Hacker News new | ask | show | jobs
by Hupo 4885 days ago
>But you know when the data is changing -- when an article has been updated and republished ... or when you've done another load of the government dataset that's powering your visualization. Waiting for a user request to come in and then caching your response to that (while hoping that the thundering herd doesn't knock you over first) is backwards, right?

>I think it would be fun to play around with a Node-based framework that is based around this inverted publishing model, instead of the usual serving one. The default would be to bake out static resources when data changes, and you'd want to automatically track all of the data flows and dependencies within the application. So when your user submits a change, or your cron picks up new data from the FEC, or when your editor hits "publish", all of the bits that need to be updated get generated right then.

You mean most things don't already do this? I've been working on a personal blog engine with this as one of the core ideas (basically all static assets and pages are compiled on edit), and I thought it was a pretty obvious way to go about it. Looks like I'm indeed not the only one to think of it, but how "new" you present the idea as is a bit surprising to me.

1 comments

For simple problem domains (Blog, Mom and Pop store website, etc) it's trivial to pre-generate content. For larger content systems you can run into a more complicated dependency tree.

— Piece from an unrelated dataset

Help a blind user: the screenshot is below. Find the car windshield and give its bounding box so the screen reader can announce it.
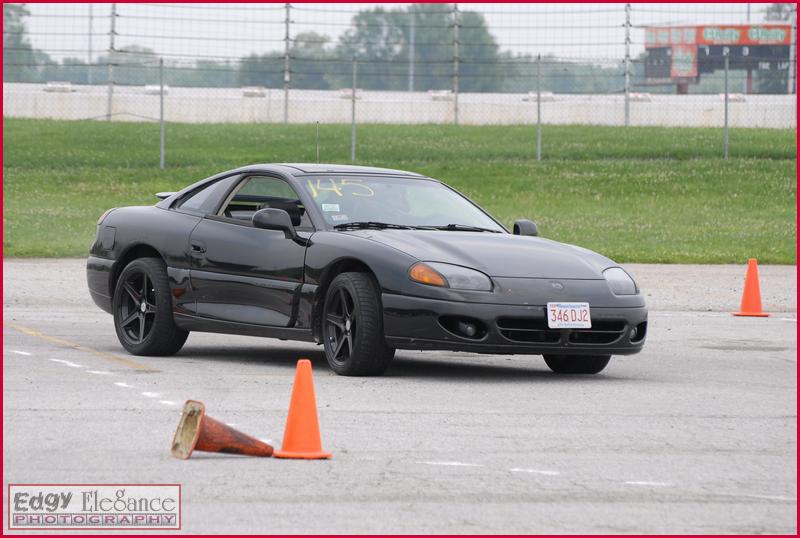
[300,175,505,232]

Then you have the choice between keeping the dependency logic accurate vs regenerating the entire content set on any change.

It also turns out that content sets that change infrequently, but also unpredictably are a pain to cache. You can cache them for a short time (as long as stale content can be tolerated), but then you lose cache effectiveness. Or you can cache it forever with some sort of generation/versioned cache, but that doesn't interface with named, public resources very well. Telling your visitors and Google that it's yourdomain.com/v12345/pricing not yourdomain.com/v12344/pricing doesn't really fly.

I definitely concur with your surprise about it being novel though. I think that for many situations it's just easier to run extra boxes to handle the increased load of generating dynamic content on the fly over and over again. It's good for SuperMicro and AWS. It's not so good for the planet.

I'm very excited to see Jeremy's approach to addressing the problem.